You have the right to request a restriction of your protected health information. This means you may ask us not to use or disclose any part of your protected health information for the purposes of treatment, payment or healthcare operations. You may also request that any part of your protected health information not be disclosed to family members or friends who may be involved in your care or for notification purposes as described in this Notice of Privacy Practices. Your request must state the specific restriction requested and to whom you want the restriction to apply.
Your physician is not required to agree to a restriction that you may request. If physician believes it is in your best interest to permit use and disclosure of your protected health information, your protected health information will not be restricted. You then have the right to use another Healthcare Professional.
You have the right to request to receive confidential communications from us by alternative means or at an alternative location. You have the right to obtain a paper copy of this notice from us, upon request, even if you have agreed to accept this notice alternatively i.e. electronically.
You may have the right to have your physician amend your protected health information. If we deny your request for amendment, you have the right to file a statement of disagreement with us and we may prepare a rebuttal to your statement and will provide you with a copy of any such rebuttal.
You have the right to receive an accounting of certain disclosures we have made, if any, of your protected health information.
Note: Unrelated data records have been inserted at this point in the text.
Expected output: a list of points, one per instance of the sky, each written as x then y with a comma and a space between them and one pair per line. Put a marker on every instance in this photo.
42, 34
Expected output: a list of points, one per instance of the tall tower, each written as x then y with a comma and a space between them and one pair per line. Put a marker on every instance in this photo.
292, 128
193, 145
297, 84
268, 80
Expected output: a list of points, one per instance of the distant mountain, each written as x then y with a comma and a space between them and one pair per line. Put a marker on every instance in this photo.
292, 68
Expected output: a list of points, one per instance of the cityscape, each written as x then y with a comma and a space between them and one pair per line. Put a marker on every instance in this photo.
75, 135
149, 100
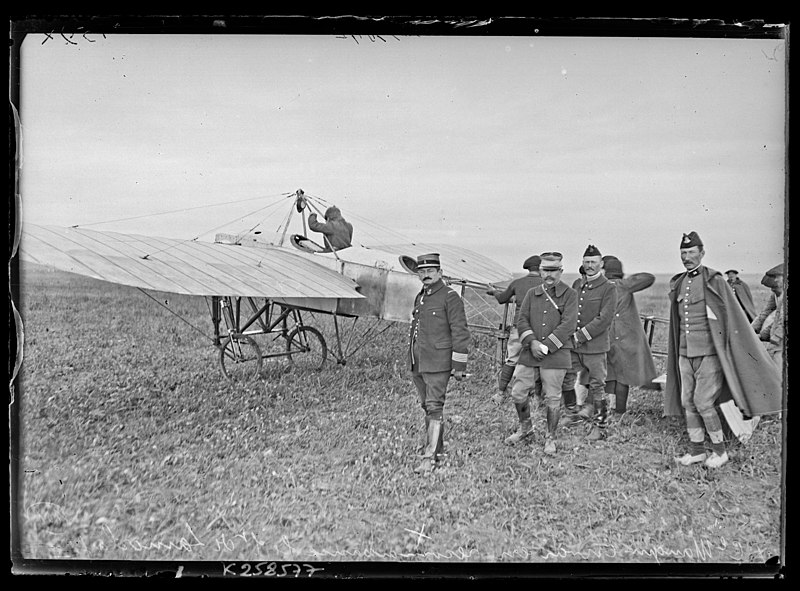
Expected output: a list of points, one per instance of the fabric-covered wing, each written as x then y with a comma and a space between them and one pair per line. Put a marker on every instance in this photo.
457, 263
183, 267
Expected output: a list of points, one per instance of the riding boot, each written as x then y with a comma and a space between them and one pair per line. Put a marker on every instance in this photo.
429, 457
525, 428
506, 373
570, 400
440, 442
421, 448
599, 422
621, 397
553, 416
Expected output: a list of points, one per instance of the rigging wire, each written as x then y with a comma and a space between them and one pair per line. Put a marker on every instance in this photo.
168, 309
183, 210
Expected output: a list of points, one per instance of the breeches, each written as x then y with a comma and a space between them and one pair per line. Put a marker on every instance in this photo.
701, 385
431, 387
593, 366
524, 381
513, 347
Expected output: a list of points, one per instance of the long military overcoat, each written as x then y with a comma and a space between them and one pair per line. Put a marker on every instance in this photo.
630, 359
439, 327
751, 378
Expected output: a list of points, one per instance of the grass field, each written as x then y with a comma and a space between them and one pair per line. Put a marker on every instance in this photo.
134, 447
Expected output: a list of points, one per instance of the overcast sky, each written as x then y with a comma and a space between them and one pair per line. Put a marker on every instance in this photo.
509, 146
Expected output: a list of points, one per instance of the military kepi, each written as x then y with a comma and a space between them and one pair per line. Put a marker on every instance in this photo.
691, 239
425, 261
532, 263
550, 261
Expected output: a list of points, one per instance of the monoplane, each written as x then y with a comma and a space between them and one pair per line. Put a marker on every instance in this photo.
259, 284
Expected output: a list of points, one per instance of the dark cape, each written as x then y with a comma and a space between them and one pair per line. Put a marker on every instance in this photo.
752, 379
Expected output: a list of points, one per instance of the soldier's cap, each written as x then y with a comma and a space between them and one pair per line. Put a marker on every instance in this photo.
550, 261
612, 266
591, 251
425, 261
770, 278
532, 263
691, 239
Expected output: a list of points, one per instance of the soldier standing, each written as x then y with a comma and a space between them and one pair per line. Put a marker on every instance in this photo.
714, 356
438, 347
742, 292
630, 360
515, 292
546, 323
597, 301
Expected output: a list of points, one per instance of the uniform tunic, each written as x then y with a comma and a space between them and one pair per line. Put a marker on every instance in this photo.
551, 321
338, 232
751, 378
597, 302
515, 292
744, 297
439, 338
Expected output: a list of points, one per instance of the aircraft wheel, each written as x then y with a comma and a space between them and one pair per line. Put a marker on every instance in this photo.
307, 348
240, 358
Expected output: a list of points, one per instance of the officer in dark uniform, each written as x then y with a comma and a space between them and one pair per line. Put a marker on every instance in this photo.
515, 292
438, 346
597, 302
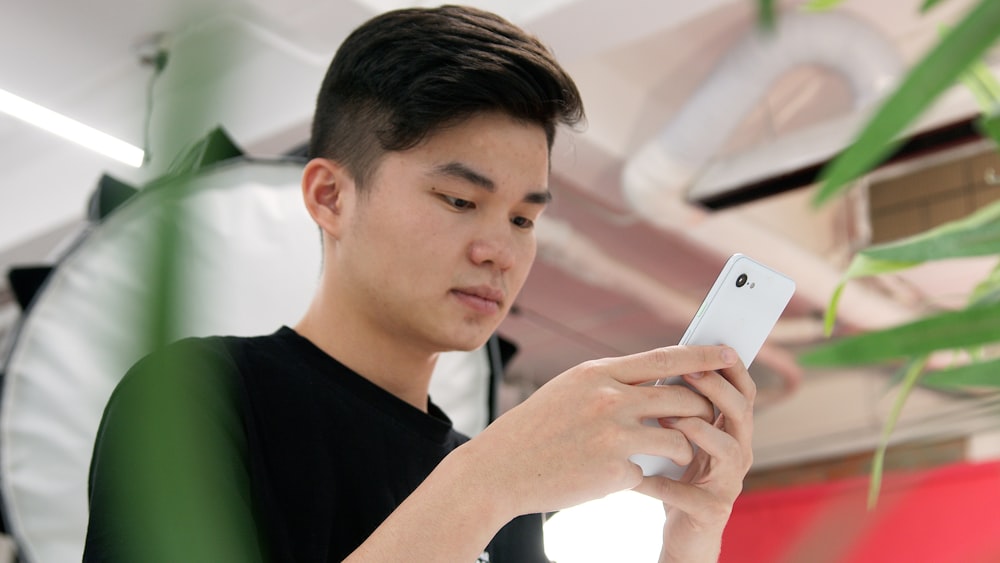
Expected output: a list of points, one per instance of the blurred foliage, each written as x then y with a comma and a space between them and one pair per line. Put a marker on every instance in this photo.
975, 328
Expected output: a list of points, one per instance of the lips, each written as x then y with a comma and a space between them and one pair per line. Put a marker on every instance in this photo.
481, 298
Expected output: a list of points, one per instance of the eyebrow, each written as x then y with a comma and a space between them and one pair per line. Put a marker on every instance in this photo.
462, 171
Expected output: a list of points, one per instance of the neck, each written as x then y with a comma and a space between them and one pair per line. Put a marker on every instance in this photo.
378, 357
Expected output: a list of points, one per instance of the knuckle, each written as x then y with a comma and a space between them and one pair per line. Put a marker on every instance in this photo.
662, 358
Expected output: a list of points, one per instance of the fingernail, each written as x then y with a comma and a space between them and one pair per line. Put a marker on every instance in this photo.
729, 355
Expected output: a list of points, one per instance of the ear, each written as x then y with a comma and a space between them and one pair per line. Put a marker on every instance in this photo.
327, 190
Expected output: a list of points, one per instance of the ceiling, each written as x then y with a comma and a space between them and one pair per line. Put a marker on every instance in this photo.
621, 267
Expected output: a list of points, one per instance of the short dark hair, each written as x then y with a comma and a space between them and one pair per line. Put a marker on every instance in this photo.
406, 74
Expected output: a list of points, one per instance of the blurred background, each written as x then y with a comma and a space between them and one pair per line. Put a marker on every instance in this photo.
704, 138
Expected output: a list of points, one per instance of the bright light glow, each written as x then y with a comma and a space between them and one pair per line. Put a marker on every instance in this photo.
70, 129
623, 526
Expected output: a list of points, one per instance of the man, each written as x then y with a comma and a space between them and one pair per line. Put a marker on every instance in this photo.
429, 169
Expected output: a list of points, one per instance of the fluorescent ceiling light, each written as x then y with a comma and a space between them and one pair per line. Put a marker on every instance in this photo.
70, 129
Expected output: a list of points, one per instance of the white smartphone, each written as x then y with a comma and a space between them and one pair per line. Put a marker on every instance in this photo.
739, 311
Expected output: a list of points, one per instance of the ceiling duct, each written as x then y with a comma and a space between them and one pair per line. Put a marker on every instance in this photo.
656, 180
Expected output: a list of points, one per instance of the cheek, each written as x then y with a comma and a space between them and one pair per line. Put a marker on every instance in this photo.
524, 260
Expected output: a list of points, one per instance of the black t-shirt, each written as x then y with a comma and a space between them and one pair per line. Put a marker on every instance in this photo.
261, 449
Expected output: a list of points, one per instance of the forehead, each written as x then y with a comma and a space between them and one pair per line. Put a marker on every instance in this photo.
486, 141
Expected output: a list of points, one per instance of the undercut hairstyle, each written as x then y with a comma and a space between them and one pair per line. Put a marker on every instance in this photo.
406, 74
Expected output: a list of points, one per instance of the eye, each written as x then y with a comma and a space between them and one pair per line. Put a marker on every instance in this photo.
522, 222
458, 203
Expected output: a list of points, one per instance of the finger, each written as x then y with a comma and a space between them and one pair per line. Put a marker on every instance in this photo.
736, 407
740, 377
670, 401
664, 442
699, 504
723, 447
658, 363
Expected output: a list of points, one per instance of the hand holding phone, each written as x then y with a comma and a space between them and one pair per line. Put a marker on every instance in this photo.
739, 311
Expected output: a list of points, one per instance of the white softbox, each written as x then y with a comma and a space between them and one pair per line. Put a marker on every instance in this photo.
252, 264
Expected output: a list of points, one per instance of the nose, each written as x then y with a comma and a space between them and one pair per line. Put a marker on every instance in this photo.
494, 248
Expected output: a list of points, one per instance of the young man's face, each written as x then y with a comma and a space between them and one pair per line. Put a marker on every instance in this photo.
442, 241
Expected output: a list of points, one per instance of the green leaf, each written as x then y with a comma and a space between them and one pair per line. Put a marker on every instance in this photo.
975, 235
972, 326
983, 85
861, 266
911, 374
921, 86
820, 5
980, 374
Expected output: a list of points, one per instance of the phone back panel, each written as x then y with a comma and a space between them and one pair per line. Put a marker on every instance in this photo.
741, 308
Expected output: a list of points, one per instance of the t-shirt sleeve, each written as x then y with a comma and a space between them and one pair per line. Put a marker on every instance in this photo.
169, 479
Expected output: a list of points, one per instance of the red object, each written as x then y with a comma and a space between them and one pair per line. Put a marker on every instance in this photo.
945, 515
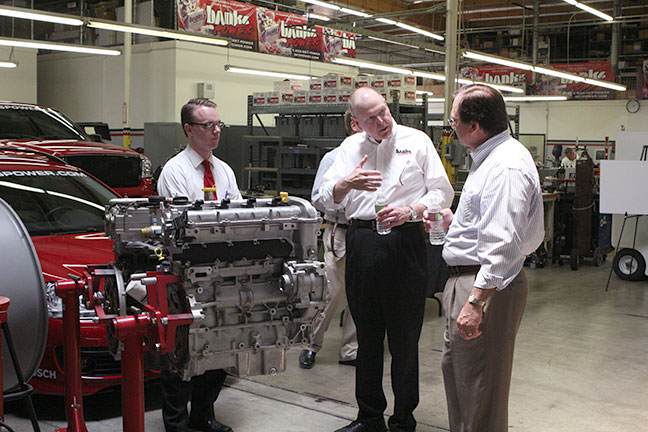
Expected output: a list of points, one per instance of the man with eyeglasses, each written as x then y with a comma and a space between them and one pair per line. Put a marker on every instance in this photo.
195, 168
186, 174
386, 275
498, 222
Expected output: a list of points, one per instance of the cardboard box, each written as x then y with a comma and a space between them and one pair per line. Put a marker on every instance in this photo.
379, 82
315, 96
301, 97
361, 81
337, 82
259, 98
317, 84
329, 95
272, 98
287, 85
344, 95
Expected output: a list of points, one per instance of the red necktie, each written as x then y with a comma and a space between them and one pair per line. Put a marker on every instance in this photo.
208, 179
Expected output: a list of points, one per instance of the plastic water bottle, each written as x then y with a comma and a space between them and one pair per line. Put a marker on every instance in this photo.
381, 203
437, 233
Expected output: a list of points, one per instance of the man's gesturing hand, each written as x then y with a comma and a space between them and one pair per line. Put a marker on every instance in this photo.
359, 179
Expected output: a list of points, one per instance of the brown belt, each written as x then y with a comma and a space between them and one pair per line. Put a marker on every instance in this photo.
459, 270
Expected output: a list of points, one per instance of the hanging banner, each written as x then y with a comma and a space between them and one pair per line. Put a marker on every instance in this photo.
549, 85
264, 30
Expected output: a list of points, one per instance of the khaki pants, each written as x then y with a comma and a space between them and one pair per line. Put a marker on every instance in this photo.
477, 373
335, 274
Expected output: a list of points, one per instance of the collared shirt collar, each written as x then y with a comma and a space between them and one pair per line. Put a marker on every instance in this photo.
483, 150
391, 137
195, 158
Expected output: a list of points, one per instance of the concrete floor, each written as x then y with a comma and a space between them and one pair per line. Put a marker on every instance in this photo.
580, 365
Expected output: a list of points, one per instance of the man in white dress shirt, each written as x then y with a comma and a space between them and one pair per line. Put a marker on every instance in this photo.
386, 275
498, 222
185, 175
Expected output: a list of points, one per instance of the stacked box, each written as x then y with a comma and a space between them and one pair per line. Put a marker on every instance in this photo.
329, 95
338, 82
379, 82
317, 84
273, 98
315, 96
361, 81
259, 98
344, 95
301, 97
287, 85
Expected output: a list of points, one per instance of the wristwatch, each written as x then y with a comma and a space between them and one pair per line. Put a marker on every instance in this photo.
474, 300
413, 214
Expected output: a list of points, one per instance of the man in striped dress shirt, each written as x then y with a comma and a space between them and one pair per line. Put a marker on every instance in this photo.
498, 222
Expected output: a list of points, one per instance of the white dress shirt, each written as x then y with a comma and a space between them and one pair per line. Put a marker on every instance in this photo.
410, 166
183, 175
500, 217
329, 214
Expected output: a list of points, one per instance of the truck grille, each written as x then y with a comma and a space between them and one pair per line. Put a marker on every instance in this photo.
115, 171
95, 361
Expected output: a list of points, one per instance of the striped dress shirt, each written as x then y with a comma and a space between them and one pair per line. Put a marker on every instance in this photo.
500, 217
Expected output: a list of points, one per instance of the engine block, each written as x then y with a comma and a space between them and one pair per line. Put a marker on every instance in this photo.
246, 270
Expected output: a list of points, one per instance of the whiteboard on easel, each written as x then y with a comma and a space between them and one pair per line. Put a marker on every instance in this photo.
624, 187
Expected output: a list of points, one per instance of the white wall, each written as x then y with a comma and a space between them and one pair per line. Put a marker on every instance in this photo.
19, 84
164, 76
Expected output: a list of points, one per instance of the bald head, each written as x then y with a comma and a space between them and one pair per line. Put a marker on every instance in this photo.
370, 111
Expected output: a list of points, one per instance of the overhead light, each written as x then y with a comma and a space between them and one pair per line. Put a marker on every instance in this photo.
31, 14
499, 60
591, 10
419, 31
260, 72
392, 42
370, 65
317, 16
542, 70
28, 43
152, 31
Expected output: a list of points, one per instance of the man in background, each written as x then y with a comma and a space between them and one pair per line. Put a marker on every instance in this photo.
186, 174
334, 240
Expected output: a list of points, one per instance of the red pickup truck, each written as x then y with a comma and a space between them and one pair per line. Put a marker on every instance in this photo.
48, 130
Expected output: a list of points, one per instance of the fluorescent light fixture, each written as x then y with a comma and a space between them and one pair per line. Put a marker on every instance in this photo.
152, 31
606, 84
541, 70
370, 65
495, 59
28, 43
35, 15
419, 31
354, 12
386, 21
392, 42
249, 71
591, 10
318, 16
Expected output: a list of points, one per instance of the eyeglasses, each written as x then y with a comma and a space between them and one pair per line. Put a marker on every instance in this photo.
210, 125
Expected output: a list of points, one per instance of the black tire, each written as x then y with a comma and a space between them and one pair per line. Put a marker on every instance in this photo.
598, 257
573, 259
629, 264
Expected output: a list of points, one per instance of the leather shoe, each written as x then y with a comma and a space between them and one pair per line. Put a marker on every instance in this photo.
358, 426
307, 359
211, 426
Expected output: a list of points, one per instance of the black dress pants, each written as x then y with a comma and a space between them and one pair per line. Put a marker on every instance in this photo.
203, 391
385, 282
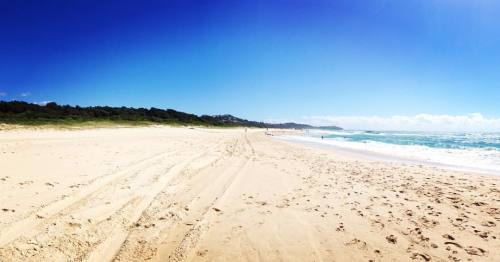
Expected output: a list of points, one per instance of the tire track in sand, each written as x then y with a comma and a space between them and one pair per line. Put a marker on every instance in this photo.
28, 224
181, 241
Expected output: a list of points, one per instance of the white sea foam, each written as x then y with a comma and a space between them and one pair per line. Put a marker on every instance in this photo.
472, 159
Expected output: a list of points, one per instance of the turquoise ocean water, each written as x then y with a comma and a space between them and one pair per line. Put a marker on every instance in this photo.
472, 151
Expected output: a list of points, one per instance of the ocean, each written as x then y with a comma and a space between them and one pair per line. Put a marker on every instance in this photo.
466, 151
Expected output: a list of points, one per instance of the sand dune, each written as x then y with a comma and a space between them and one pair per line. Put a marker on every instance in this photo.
179, 194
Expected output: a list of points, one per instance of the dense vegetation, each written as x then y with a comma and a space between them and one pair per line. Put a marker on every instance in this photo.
18, 112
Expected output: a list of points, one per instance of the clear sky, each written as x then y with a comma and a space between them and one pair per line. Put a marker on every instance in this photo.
256, 59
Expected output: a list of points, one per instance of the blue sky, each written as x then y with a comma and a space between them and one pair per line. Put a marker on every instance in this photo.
256, 59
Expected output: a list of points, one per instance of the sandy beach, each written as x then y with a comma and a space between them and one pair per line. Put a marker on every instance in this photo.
193, 194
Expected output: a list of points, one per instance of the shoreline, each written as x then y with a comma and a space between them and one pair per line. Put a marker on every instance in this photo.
376, 156
182, 194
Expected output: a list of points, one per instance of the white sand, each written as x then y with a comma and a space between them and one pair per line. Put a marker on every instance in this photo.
179, 194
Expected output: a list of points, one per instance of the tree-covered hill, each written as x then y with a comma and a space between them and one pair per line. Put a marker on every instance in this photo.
19, 112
If you believe your privacy rights have been violated, you may file a complaint with us. Submit all complaints in writing to Compliance Officer, Vision First Eye Care, 1937-A Tully Road, San Jose, CA 95122. You may also contact the Secretary of the U.S. Department of Health and Human Services. You will not be penalized for filing a complaint.
We reserve the right to change our privacy practices and the terms of this Notice at any time, provided such changes are permitted by applicable law, and to have the new terms of our Notice effective for all health information that we maintain, including health information we created or received before we made the changes. In the event we make a material change, we will change this Notice and provide it to you at your next visit, or it can be viewed in the store.
This notice was published and became effective on April 14, 2003.
We are required by law to maintain the privacy of, and provide individuals with, this notice of our legal duties and privacy practices with respect to protected health information. If you have any objections to this form, please ask to speak with our Compliance Officer in person or by phone at our Main Phone Number (408-923-0400).